A few days ago I learned of a dear friend’s passing. The waves of disbelief have been rolling over me accompanied by the soft freedom of her spirit and the hard knot of grief in my heart. Death always brings perspective to the ordinary. The sweetness of the spring wind wakes me up to the reality of this present moment. Death is a reminder that life is ephemeral, like a scent, here one moment and gone the next, the memory lingering in the bones of our perception.

When you handle stone a lot, there are days when it feels fluid and bright, light and easy. Shaping stone becomes a song that you sing with your hands. There are days like this that lift your spirits. Then there are the cold and wet days when you smash your finger and nothing goes well. The hard reality of pain brings a different kind of brightness to the moment.

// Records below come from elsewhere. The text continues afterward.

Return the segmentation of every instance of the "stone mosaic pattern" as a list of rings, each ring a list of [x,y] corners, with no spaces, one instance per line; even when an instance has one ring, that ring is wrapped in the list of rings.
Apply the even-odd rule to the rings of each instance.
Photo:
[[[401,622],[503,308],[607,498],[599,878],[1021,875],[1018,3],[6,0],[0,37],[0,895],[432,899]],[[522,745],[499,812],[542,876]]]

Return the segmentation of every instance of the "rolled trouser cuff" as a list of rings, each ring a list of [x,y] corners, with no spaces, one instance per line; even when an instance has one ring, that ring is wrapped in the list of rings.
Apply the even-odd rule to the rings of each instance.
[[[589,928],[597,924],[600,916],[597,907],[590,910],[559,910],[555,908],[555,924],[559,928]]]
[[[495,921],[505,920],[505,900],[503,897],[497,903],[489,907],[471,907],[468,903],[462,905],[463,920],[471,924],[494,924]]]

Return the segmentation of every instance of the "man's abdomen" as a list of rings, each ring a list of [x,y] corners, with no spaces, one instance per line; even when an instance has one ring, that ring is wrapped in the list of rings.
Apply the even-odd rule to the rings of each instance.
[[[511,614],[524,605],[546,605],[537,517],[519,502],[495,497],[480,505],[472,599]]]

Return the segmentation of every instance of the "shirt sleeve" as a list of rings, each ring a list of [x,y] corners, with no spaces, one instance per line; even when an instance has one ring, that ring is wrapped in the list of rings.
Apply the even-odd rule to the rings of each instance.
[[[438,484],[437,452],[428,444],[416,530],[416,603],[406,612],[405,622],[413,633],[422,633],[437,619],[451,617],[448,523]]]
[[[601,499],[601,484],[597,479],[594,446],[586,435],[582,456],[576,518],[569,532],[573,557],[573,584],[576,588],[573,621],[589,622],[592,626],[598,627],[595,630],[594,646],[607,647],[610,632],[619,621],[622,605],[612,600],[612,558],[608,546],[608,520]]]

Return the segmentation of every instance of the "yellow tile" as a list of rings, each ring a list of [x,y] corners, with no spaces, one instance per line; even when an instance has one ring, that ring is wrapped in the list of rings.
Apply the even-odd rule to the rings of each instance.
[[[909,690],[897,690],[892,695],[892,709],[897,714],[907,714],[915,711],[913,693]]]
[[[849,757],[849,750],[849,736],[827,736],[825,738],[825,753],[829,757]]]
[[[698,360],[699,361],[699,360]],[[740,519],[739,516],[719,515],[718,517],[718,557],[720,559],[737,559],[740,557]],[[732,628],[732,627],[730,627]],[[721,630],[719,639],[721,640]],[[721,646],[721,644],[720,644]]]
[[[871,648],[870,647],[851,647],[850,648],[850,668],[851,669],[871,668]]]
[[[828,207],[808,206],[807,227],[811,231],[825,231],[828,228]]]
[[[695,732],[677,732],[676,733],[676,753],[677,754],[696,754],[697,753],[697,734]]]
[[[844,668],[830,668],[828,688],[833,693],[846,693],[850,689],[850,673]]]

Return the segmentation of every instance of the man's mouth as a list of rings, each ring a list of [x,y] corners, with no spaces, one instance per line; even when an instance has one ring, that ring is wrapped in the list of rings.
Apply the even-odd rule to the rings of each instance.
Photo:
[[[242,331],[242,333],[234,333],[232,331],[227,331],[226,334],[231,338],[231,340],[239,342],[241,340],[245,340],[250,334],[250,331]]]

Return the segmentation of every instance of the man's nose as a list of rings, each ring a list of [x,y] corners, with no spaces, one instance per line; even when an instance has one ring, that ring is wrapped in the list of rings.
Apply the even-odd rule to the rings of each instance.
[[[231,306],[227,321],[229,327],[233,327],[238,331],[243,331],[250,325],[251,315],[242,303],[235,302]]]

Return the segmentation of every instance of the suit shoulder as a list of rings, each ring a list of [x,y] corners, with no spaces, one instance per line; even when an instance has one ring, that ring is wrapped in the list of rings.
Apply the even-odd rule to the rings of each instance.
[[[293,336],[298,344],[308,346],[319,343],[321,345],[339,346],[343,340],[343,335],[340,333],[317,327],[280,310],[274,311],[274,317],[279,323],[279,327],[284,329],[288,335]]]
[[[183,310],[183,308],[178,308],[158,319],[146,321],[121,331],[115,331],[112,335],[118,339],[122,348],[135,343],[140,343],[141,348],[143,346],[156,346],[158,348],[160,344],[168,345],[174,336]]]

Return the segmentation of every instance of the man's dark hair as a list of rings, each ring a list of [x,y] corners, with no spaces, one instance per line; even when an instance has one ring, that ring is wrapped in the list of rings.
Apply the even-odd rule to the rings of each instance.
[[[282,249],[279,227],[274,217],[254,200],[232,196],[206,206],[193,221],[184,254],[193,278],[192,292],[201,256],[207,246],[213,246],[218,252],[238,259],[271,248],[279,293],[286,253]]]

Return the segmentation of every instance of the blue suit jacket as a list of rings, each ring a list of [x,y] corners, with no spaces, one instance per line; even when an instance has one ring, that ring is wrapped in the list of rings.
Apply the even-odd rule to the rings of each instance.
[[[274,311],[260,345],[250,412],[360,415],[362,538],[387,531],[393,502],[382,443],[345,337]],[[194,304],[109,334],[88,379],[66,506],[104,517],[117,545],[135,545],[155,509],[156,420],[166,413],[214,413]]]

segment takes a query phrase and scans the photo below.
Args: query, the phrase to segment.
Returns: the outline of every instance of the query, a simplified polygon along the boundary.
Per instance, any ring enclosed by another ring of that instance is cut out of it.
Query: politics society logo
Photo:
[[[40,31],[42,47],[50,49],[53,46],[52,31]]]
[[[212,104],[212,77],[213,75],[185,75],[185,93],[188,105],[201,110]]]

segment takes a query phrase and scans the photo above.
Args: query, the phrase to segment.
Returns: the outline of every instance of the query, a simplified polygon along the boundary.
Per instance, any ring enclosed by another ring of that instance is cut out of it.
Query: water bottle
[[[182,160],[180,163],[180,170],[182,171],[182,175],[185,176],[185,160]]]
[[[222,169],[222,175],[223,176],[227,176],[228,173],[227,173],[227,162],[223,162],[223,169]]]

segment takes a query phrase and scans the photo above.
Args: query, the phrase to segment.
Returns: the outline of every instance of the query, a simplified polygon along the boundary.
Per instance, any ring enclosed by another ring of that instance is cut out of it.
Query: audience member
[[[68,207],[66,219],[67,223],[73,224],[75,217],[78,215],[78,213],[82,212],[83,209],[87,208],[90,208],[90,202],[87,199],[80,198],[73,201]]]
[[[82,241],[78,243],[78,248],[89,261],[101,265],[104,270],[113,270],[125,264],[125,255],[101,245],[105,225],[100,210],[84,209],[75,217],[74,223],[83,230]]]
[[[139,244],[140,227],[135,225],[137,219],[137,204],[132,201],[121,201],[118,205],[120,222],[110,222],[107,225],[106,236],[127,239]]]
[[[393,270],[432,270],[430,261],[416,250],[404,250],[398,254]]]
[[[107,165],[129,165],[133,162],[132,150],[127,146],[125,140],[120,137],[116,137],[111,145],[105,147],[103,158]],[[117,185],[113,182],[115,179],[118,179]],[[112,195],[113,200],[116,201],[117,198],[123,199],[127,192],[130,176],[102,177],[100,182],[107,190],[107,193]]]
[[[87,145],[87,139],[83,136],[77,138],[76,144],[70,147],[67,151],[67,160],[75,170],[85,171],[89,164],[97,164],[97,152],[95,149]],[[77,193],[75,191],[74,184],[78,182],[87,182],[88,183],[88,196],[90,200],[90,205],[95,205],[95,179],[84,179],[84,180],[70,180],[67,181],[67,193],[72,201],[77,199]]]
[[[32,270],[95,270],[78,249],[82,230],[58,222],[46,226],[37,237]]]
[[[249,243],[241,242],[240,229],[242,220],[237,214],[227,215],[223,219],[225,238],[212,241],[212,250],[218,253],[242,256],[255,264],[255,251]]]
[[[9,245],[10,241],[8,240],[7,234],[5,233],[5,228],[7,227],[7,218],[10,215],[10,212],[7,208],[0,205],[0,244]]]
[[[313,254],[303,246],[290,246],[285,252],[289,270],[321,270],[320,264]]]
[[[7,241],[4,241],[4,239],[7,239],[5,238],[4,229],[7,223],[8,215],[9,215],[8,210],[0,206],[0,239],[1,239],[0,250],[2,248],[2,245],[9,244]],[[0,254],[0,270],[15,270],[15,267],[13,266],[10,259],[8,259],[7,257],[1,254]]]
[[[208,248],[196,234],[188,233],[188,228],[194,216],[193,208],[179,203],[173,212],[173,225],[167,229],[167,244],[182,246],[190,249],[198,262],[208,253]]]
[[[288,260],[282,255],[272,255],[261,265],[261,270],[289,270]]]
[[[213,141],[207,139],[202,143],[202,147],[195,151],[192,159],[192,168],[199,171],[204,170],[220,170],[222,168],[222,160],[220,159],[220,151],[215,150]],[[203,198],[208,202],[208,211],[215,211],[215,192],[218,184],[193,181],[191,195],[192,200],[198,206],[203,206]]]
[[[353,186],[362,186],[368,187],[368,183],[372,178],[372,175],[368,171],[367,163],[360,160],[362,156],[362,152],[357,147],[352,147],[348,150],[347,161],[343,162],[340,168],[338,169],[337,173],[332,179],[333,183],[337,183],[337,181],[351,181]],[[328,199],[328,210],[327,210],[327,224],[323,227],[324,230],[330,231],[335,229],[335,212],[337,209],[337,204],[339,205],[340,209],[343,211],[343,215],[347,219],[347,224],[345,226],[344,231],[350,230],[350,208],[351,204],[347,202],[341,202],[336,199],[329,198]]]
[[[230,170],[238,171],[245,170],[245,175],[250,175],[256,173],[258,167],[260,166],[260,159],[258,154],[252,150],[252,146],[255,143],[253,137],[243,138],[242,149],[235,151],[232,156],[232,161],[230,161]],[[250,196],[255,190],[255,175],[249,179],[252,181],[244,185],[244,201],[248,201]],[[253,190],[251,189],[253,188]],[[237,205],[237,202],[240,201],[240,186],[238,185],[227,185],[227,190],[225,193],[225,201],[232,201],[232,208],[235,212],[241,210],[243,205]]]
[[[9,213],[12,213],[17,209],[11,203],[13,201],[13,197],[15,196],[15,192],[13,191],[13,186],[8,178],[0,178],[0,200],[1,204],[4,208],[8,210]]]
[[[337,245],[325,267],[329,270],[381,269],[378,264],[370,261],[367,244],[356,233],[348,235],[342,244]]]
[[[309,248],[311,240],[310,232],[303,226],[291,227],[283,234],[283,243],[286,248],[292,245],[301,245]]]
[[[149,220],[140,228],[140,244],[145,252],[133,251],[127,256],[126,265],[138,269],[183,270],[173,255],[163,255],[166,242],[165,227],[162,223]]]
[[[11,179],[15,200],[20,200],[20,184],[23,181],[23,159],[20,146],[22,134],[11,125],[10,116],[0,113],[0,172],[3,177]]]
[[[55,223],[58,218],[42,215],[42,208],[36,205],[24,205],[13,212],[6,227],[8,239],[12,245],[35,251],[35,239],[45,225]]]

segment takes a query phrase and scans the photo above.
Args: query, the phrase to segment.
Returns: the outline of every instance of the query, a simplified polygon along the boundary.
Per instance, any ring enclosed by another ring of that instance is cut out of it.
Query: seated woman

Death brings awareness of the temporary nature of life, to the precious quality of life on earth, to the fleeting notion that the people around us are solid and dependable. When we build with stone, it feels like forever, just like this never-ending moment. At the end of the day, after placing stone upon stone, it feels like we have made something that grows roots into the very heart of the earth. All this is fragile in the torrent of time and space, waiting to dissolve into stardust and be reborn again into new life. I love the reassurance of stone and the fact that this is also an illusion. There is comfort in the mystery, and I miss my friend.